2. Pick up a cheap performance epoxy surfboard, maybe 20% of the price of a kite specific one and if it lasts 6 months, great. The beater. Patch it up and if you sell it eventually great, if not make a novelty wall decoration.
My quiver has consisted of 2 boards for a while now. I have a strapped 6’2” JN Big Fish which came out of the Cobra factory in 2005, has a tucked rail, MT bolt through glass fins, very little concave and a relatively small rocker. It’s fast. You can ride it at approximately 100mph though whatever your legs can take, you can boost huge on it, and crank out big turns with a lot of confidence, but it’s heavy(ish) and it has little flex.

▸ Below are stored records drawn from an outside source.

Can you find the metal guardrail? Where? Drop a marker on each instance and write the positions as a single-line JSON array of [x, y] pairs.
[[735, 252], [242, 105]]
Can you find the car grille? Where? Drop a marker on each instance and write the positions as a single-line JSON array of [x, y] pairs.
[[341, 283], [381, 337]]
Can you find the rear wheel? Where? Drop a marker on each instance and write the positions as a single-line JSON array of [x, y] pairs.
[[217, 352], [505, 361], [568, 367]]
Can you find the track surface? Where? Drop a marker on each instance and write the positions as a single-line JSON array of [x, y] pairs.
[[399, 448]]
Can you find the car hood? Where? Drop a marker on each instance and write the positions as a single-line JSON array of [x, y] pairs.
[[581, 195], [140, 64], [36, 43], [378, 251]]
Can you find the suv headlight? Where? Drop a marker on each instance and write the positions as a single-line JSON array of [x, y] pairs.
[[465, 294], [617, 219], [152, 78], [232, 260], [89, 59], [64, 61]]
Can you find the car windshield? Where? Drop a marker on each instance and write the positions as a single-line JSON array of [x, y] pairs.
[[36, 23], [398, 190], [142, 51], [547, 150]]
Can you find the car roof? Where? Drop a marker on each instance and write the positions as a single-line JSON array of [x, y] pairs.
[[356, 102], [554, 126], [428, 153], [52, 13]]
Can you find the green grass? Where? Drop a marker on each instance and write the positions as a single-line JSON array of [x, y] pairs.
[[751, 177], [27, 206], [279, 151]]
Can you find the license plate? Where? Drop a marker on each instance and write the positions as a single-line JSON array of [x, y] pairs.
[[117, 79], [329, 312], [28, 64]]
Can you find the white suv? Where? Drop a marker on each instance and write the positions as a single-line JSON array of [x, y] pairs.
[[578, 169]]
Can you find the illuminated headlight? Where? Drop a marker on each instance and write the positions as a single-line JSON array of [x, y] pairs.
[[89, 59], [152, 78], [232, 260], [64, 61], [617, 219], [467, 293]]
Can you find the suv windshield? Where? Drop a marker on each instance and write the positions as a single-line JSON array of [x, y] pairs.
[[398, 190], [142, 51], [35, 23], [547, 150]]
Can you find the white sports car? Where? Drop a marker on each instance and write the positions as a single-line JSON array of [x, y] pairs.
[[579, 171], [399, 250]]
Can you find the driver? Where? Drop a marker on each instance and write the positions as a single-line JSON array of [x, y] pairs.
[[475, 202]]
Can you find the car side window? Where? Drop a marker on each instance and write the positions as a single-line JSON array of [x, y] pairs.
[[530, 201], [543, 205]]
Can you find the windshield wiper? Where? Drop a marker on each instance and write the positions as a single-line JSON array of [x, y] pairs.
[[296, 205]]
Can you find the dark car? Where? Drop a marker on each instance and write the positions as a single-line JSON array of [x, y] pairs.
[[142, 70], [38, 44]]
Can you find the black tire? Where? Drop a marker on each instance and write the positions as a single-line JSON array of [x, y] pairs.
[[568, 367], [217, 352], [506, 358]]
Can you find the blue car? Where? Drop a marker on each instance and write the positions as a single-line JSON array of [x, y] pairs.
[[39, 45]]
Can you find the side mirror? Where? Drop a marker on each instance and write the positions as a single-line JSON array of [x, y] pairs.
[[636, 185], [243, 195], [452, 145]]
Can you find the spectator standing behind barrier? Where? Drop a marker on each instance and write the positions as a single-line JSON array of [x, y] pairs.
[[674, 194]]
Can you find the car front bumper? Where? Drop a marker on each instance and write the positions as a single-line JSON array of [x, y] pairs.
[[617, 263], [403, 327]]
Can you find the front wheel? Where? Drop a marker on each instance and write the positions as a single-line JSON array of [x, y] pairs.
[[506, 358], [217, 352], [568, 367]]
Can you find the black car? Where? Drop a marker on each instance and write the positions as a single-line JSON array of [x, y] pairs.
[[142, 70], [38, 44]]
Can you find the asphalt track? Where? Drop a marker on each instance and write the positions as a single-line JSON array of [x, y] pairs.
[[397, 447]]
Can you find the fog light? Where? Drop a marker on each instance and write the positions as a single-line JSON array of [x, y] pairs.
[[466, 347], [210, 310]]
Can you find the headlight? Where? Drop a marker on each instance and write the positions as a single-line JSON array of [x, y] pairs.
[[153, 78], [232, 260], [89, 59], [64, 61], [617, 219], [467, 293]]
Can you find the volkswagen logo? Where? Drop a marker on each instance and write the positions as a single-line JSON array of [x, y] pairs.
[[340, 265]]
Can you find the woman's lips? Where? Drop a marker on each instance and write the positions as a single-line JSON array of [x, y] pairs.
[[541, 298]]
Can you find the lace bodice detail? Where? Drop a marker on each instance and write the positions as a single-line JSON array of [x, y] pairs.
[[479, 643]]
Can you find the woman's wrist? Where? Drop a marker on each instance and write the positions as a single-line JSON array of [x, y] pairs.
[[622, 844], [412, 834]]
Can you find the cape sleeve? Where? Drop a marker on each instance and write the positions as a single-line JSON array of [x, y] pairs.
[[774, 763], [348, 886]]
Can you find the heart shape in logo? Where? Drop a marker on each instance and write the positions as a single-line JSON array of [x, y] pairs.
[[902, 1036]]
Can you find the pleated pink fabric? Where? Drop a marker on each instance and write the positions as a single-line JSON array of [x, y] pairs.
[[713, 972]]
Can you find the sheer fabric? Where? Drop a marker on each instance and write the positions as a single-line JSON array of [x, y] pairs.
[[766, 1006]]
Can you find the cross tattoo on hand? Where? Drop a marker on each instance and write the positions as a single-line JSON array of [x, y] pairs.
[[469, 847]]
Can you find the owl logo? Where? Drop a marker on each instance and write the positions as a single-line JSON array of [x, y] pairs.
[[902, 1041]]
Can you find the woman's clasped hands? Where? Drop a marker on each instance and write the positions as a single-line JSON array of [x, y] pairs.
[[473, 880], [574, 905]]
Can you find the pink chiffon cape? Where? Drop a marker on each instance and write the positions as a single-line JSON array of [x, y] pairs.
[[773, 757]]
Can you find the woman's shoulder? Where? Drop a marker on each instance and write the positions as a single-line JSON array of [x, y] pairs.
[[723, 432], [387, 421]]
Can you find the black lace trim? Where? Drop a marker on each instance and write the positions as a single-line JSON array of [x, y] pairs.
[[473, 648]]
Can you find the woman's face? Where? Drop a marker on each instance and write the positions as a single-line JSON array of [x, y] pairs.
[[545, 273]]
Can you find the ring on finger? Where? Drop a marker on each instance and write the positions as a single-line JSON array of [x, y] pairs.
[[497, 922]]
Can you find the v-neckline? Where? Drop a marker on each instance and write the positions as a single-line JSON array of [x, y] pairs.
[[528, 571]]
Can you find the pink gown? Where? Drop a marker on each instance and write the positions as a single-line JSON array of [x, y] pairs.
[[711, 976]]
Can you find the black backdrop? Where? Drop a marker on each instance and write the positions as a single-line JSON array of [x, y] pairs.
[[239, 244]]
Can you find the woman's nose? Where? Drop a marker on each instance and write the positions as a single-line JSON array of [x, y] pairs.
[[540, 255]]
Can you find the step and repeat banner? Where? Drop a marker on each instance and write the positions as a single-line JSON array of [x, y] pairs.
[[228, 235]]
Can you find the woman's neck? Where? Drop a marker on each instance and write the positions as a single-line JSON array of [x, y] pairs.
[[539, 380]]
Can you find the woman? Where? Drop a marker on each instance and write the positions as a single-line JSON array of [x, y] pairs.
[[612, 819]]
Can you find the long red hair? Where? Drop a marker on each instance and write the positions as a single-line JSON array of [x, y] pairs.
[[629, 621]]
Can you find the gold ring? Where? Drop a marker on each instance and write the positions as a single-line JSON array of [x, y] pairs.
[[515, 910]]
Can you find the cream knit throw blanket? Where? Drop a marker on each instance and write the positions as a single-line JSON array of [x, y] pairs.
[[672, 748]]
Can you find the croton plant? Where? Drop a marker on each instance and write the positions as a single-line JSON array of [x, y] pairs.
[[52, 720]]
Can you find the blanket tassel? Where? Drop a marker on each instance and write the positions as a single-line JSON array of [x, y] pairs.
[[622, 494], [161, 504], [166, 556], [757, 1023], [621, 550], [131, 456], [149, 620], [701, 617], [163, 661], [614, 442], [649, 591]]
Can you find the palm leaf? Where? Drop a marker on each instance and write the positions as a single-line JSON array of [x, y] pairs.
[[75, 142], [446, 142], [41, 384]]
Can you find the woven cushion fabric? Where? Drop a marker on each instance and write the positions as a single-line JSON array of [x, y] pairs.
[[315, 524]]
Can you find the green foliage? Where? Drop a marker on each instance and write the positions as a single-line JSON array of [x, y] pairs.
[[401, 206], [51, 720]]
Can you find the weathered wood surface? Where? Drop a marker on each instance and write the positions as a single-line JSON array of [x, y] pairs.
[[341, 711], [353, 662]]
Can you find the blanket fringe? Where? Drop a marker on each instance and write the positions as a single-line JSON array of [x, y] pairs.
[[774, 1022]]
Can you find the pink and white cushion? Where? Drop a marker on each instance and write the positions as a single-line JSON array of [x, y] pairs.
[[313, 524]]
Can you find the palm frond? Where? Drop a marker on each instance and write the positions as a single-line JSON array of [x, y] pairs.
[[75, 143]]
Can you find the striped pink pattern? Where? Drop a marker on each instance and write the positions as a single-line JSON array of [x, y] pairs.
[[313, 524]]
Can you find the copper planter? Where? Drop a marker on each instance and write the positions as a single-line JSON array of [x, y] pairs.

Although I ride strapless maybe 95% of the time, as that’s been my personal development focus for a couple of years now, there are still occasionally conditions when I prefer to ride strapped. Big onshore storm swell and unstable gusty arsed wind for instance. Or just messy bumpy short swell period wave faces. I will get more enjoyment out of a session to riding strapped. If I am pioneering a new/dodgy spot I normally go strapped as well. I love the Big Fish, and long may it live. For fast bump and jump kite led wave riding it rules supreme.
Big Fish, strapped and dangerous |
My super slow quad, improving my shacking chances |
The Resin8 Tokoro precision instrument |
The compromise as ever is in the strength for kiting use, but thus far, after a month of some really hardcore poundings, from 90kgs of Richard, no heel dents (miraculously) and the only dent is where my spreader bar got in on the action, and that’s not really a sporting chance. It’s also nice to be back on a thruster setup after being on a quad fin (Bunty 6’2” beater poly board) for a while. This was great for stalling on the wave, and amusingly skatey, but in comparison to the Tokoro it was crap upwind, felt extremely draggy in light wind and just not that fast in a straight line.
It's a crying shame they aren't producing these boards any more, but I will be looking out for similar epoxy/vacuum formed boards. Hindsight and all that. Hydroflex make some interesting looking stuff, but it's just too darned expensive for kite use and abuse. I want a 6 month stand, not a pricey long termer. Only one thing for it, perhaps it's time to build one myself.